Assistant Professor Justin C. W. Song of NTU Singapore.
Physicists from Nanyang Technological University, Singapore (NTU Singapore) and the Niels Bohr Institute in Denmark have devised a method to turn a non-magnetic metal into a magnet using laser light.
Magnetic materials generate their magnetic fields because of tiny circulating currents, similar to those found in electromagnetic coils. The direction of the magnetic field is determined by the ‘handedness’ of these coils — i.e., whether the currents circulate clockwise or anticlockwise. The new theoretical analysis, performed by Assistant Professor Justin Song from NTU’s School of Physical and Mathematical Sciences and Associate Professor Mark Rudner from the Niels Bohr Institute, predicts that when non-magnetic metallic disks are illuminated by linearly polarized light, circulating electric currents and hence magnetism can spontaneously emerge. The work was published in the scientific journal Nature Physics in July 2019.
In formulating their proposal, Song and Rudner developed a new way of thinking about the interaction between light and matter, using a combination of pencil-and-paper calculations and numerical simulations. If the present proposal is realised experimentally, it may open up a variety of applications involving the generation of magnetism “on-demand” in materials like graphene, which are normally non-magnetic.
The properties of materials are conventionally thought to be fixed by the arrangement of its constituent atoms.
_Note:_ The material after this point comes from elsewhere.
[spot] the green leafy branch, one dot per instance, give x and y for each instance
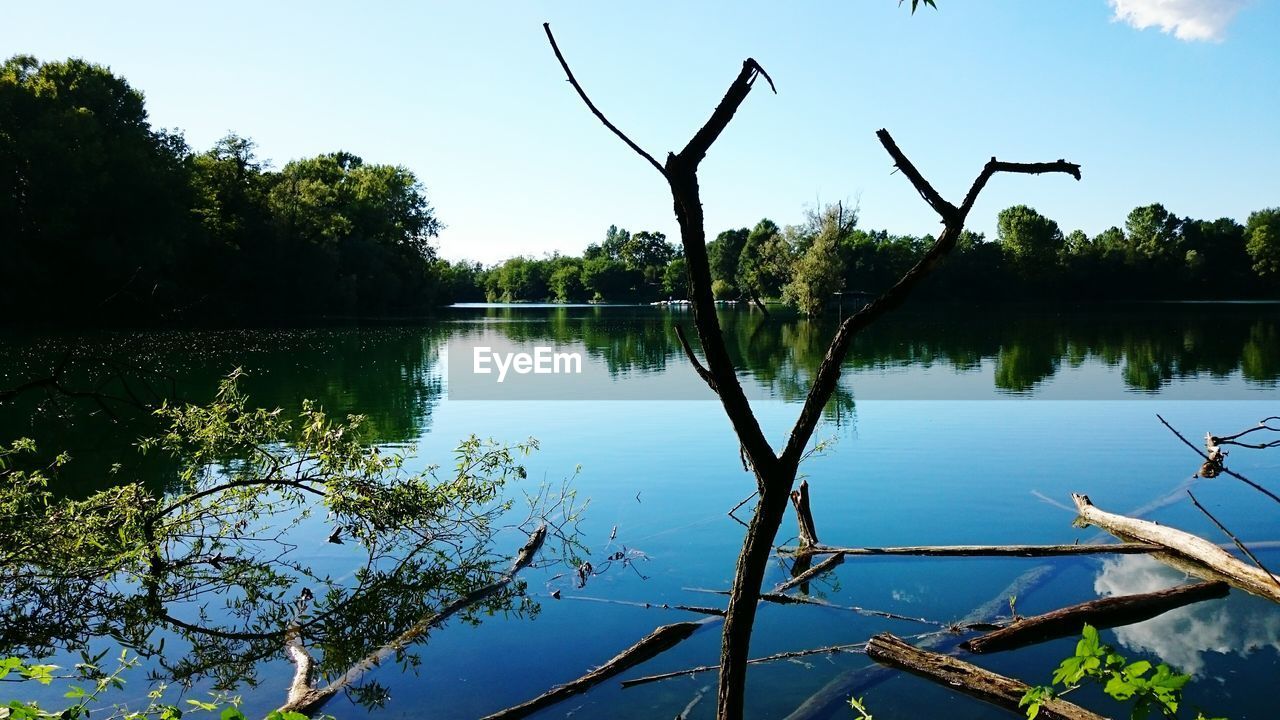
(1097, 662)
For example, the configuration of atoms affects how electrons flow between them, which dictates whether the material is an electrical conductor (a metal) or an insulator. In recent years, however, physicists have been exploring the possibility of customizing the properties of materials by illuminating them with laser light.
Song and Rudner made their discovery while investigating how plasmons — local oscillations of charge in metals that are typically accompanied by extremely intense electric fields — might alter the properties of the underlying materials. Normally, plasmons oscillate in the same direction as the electric fields producing them, such as the polarization direction of a laser beam shining on the material. While modeling this phenomenon, however, Song and Rudner found that when the driving light field is intense enough, plasmons can spontaneously rotate in either a left-handed or right-handed fashion, even if the original light field has no intrinsic handedness and the underlying metal has no magnetism of its own.
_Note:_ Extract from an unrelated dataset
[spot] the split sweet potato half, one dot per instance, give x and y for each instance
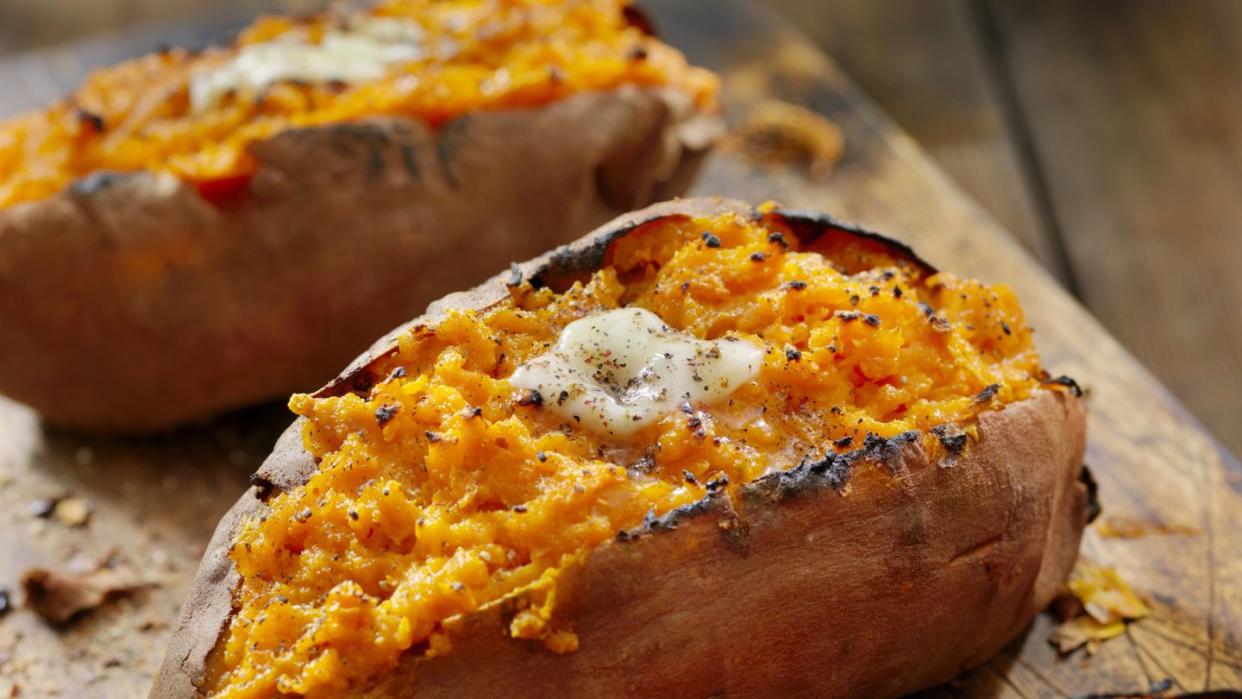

“This was a signature that the material’s intrinsic properties had been altered,” explains Song. “The plasmon’s strong internal fields transform the material’s electronic band structure, which sets up a feedback loop acting on the plasmon itself, enabling a handedness to develop.”
According to the two physicists, the key idea behind their theoretical analysis is any oscillating electric field in a material affects the motion of electrons within it. “From the point of view of an electron, an electric field is an electric field: it doesn’t matter whether the field originates within the material itself, or is produced by a laser shining on the material,” says Rudner. Using this insight, Song and Rudner theoretically derived the conditions under which feedback from the internal fields of the plasmons can trigger the spontaneous formation of magnetism. They found that the necessary conditions are met in certain high-quality materials, such as graphene.
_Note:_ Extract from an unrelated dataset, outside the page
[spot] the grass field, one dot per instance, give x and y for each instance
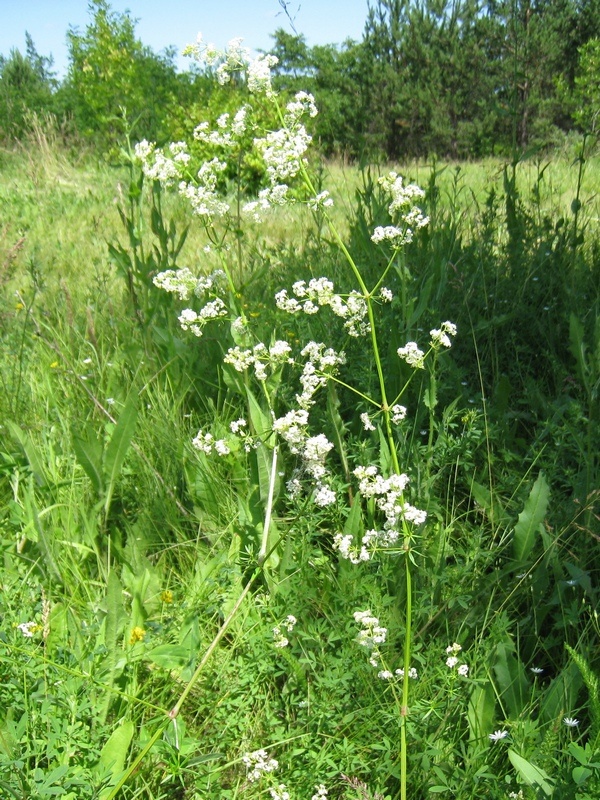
(170, 611)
Previous researchers have shown, both theoretically and experimentally, that material properties can be altered by illumination with intense laser light. In those examples, however, the imparted properties were carried by the light field itself. For example, when a material is illuminated by circularly-polarised light, which has a definite handedness, the motion of electrons within the material can acquire the same handedness.
The striking thing about Song and Rudner’s new finding is that handedness spontaneously appears despite not being present in the original light field, which is linearly polarized. “The plasmons acquire a kind of separate life, meaning that new ‘emergent’ properties appear that were not present in either the metal or the light driving it,” says Song.
Emergent behaviour, where the whole is more than the sum of its parts, arises when fundamental particles interact with each other to act in a collective way. It is responsible for a range of useful phenomena such as ferromagnetism and superconductivity. This new research extends the idea of emergence to plasmons, and, more generally, the context of materials driven by light fields.
“Perhaps the most meaningful take-home message of our work is that collective modes can exhibit distinct new phases of matter,” says Song. “If plasmonic magnetism is possible, what other phases of collective modes are waiting to be uncovered?”
M. S. Rudner and J. C. W. Song, Self-induced Berry flux and spontaneous non-equilibrium magnetism, Nature Physics (2019)